Evaluation of chest X-ray with automated interpretation algorithms for mass tuberculosis screening in prisons: A cross-sectional study

🔗2023

🔗Journal/Publication: The Lancet Regional Health Americas

🔗Read it in full version: https://doi.org/10.1016/j.lana.2022.100388

Abstract

Background
The World Health Organization (WHO) recommends systematic tuberculosis (TB) screening in prisons. Evidence is lacking for accurate and scalable screening approaches in this setting. We aimed to assess the accuracy of artificial intelligence-based chest x-ray interpretation algorithms for TB screening in prisons.

Methods
We performed prospective TB screening in three male prisons in Brazil from October 2017 to December 2019. We administered a standardized questionnaire, performed a chest x-ray in a mobile unit, and collected sputum for confirmatory testing using Xpert MTB/RIF and culture.
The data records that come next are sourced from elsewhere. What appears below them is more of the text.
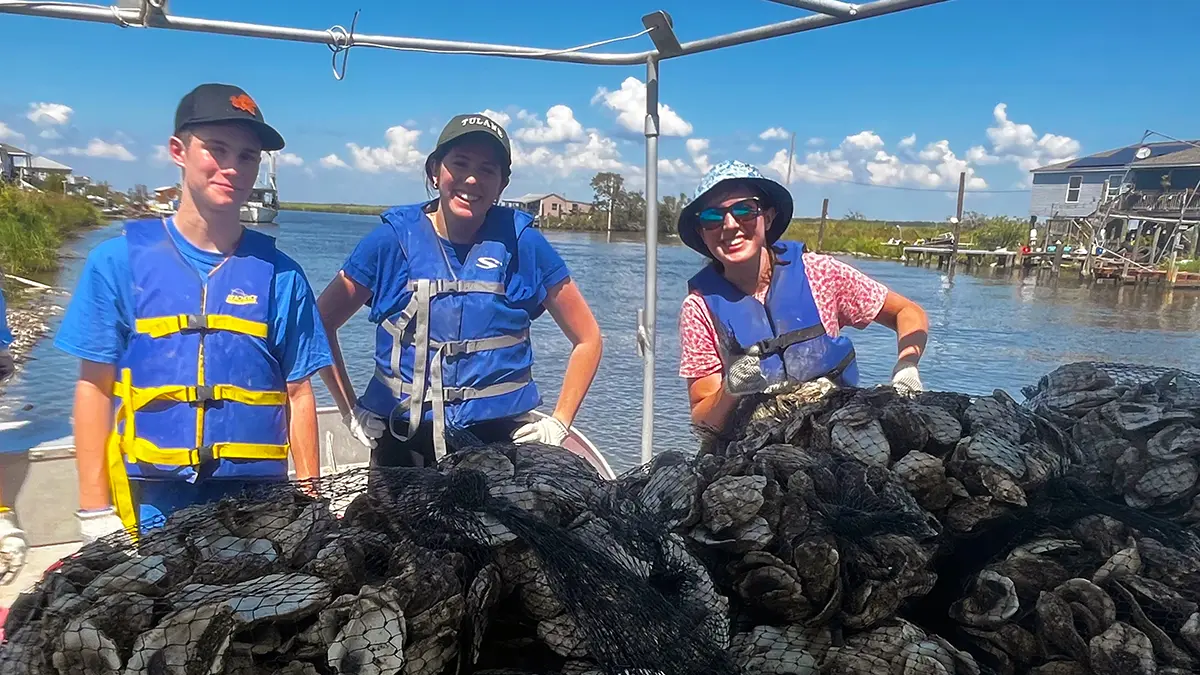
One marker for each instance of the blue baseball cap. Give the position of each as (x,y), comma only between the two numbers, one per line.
(736,172)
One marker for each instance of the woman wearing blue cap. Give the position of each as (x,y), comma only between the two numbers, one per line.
(454,285)
(778,306)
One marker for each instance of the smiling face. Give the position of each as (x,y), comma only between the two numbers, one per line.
(741,233)
(220,163)
(469,179)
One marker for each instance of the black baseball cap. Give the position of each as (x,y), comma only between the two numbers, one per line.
(463,125)
(225,102)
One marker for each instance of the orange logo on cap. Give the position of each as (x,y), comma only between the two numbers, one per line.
(244,102)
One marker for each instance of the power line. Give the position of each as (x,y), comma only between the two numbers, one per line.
(907,189)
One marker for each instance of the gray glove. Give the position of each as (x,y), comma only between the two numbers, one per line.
(745,376)
(365,425)
(905,378)
(96,524)
(547,430)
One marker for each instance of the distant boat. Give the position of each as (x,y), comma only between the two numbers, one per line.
(263,204)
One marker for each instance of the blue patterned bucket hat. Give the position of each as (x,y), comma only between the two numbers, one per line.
(735,171)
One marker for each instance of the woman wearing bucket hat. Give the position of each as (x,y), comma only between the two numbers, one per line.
(453,285)
(765,312)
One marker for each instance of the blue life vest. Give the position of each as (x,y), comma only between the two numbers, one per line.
(787,323)
(198,394)
(462,338)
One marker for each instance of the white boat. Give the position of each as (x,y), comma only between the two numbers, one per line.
(263,204)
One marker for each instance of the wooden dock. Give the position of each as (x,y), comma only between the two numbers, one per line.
(1101,269)
(973,257)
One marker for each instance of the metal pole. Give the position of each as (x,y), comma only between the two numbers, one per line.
(825,211)
(646,338)
(958,226)
(791,153)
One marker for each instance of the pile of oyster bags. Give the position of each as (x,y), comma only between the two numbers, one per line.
(845,531)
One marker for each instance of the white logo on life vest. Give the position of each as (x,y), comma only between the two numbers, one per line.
(239,297)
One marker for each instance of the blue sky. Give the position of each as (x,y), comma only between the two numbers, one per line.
(904,101)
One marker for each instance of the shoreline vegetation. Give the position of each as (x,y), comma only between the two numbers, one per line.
(33,228)
(852,236)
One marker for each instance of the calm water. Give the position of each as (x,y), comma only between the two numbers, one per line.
(985,332)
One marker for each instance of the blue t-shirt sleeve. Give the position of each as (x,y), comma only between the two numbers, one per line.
(378,264)
(299,339)
(96,324)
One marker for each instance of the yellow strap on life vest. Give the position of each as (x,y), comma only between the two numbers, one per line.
(142,396)
(161,326)
(118,478)
(145,451)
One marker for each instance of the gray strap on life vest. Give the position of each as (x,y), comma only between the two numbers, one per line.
(418,309)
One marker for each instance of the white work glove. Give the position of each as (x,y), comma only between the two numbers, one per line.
(96,524)
(13,547)
(547,430)
(905,378)
(745,376)
(365,425)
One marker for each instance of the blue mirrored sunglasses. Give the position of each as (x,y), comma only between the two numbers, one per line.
(743,211)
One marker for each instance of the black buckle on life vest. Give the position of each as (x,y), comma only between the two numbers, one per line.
(193,322)
(204,396)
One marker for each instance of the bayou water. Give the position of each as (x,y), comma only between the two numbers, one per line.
(988,330)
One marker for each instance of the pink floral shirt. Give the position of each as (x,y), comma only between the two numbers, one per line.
(844,297)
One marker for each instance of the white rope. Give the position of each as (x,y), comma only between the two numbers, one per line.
(341,40)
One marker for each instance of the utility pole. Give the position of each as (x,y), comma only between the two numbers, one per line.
(612,199)
(958,225)
(825,213)
(791,153)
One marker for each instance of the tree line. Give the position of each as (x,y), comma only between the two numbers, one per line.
(625,207)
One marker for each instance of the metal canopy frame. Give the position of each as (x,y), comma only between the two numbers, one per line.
(659,27)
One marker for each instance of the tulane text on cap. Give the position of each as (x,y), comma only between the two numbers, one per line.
(484,121)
We evaluated x-ray images using three algorithms (CAD4TB version 6, Lunit version 3.1.0.0 and qXR version 3) and compared their accuracy. We utilized multivariable logistic regression to assess the effect of demographic and clinical characteristics on algorithm accuracy. Finally, we investigated the relationship between abnormality scores and Xpert semi-quantitative results.

Findings
Among 2075 incarcerated individuals, 259 (12.5%) had confirmed TB. All three algorithms performed similarly overall with area under the receiver operating characteristic curve (AUC) of 0.88–0.91. At 90% sensitivity, only LunitTB and qXR met the WHO Target Product Profile requirements for a triage test, with specificity of 84% and 74%, respectively. All algorithms had variable performance by age, prior TB, smoking, and presence of TB symptoms. LunitTB was the most robust to this heterogeneity but nonetheless failed to meet the TPP for individuals with previous TB. Abnormality scores of all three algorithms were significantly correlated with sputum bacillary load.